You are viewing a plain text version of this content. The canonical link for it is here.

Posted to users@kafka.apache.org by Maxime Petazzoni <ma...@turn.com> on 2013/07/12 02:18:54 UTC

Complex multi-datacenter setups

Hi all,

I was wondering if anybody here has and was willing to share experience
about designing and operating complex multi-datacenter/multi-cluster
Kafka deployments in which data must flow from and to several distinct
Kafka clusters with more complex semantics than what MirrorMaker
provides.

The general, very sensible consensus is that producers of data should
publish to a local Kafka cluster. But if that data is produced in
multiple datacenters, and must be consumed multiple datacenters as well,
then you need to implement data routing and filtering to organise your
pipeline.

Imagine the following scenario, with three datacenters A, B and C. Data
is being produced (of the same kind, to the same topic) in all three
datacenters. Both datacenters A and B have consumers that want all the
data generated in all three datacenters, but C is only interested in a
subset of what is produced in A and B (according to some specific
filters for example).

This means you have data flowing in both directions between each
datacenter. You need some kind of source-base filtering to prevent data
going back and forth ad vitam eternam, as well as something to implement
the custom filtering logic where needed, which also means you'd need to
envelope all data into a broader object that knows about where the data
was published from.

Is this kind of deployment pretty common in the industry/among the users
of Kafka? I haven't found much online that would help putting together
this type of architectures. Is it basically roll-your-own with something
similar to the MirrorMaker that has a consumer, filtering component and
producer, and place a couple of these in each direction between each
pair of clusters?

It ultimately bogs down to pretty simple "routing" of data, just in a
more complex manner than having all data flow to a single sink location.
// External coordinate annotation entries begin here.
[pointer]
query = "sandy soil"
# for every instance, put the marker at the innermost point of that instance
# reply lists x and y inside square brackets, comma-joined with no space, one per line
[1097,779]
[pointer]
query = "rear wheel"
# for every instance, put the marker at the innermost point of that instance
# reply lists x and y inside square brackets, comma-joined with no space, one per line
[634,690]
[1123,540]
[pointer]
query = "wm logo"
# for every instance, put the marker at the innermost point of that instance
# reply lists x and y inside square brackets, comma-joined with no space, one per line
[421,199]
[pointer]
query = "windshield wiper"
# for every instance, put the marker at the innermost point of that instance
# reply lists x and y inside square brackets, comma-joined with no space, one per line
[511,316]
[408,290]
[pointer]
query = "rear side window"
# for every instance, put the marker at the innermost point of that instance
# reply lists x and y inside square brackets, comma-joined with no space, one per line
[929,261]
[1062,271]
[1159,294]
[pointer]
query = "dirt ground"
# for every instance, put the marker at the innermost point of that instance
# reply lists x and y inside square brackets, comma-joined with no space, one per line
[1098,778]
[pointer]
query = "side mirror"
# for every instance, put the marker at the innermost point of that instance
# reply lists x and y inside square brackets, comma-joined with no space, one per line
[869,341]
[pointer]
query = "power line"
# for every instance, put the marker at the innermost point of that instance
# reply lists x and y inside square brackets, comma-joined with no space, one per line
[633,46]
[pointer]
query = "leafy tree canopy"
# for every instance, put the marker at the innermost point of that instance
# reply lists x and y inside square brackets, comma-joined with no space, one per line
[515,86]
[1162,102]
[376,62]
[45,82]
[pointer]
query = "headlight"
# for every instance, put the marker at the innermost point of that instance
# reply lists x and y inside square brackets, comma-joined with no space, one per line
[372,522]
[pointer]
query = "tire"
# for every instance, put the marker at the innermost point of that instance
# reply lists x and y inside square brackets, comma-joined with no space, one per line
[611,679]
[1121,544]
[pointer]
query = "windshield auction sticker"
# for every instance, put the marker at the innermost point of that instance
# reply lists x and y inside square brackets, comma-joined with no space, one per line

Let me know what you folks think!

TIA,
/Max
-- 
Maxime Petazzoni
Sr. Platform Engineer
m 408.310.0595
www.turn.com

Re: Complex multi-datacenter setups

Posted by Jun Rao <ju...@gmail.com>.

Our plan is keep the agg cluster in a few, but not all DCs.

Thanks,

Jun


On Fri, Jul 12, 2013 at 9:30 AM, Maxime Petazzoni <maxime.petazzoni@turn.com
> wrote:

> * Jun Rao <ju...@gmail.com> [2013-07-11 21:10:46]:
>
> > We we have at LinkedIn is an extra aggregate cluster per data center. We
> > use mirror maker to copy data from the local cluster in each of the data
> > centers to the aggregate one.
>
> Do you mean you have an aggregate cluster in each datacenter that gets
> all the data from all the other datacenters? And you have that setup in
> all your datacenters?
>
> Don't you end up moving a lot of data around for nothing? I'd like to
> hear more about your setup, if that's something you are a liberty to
> share.
>
> TIA,
> /Max
> --
> Maxime Petazzoni
> Sr. Platform Engineer
> m 408.310.0595
> www.turn.com
>

Re: Complex multi-datacenter setups

Posted by Maxime Petazzoni <ma...@turn.com>.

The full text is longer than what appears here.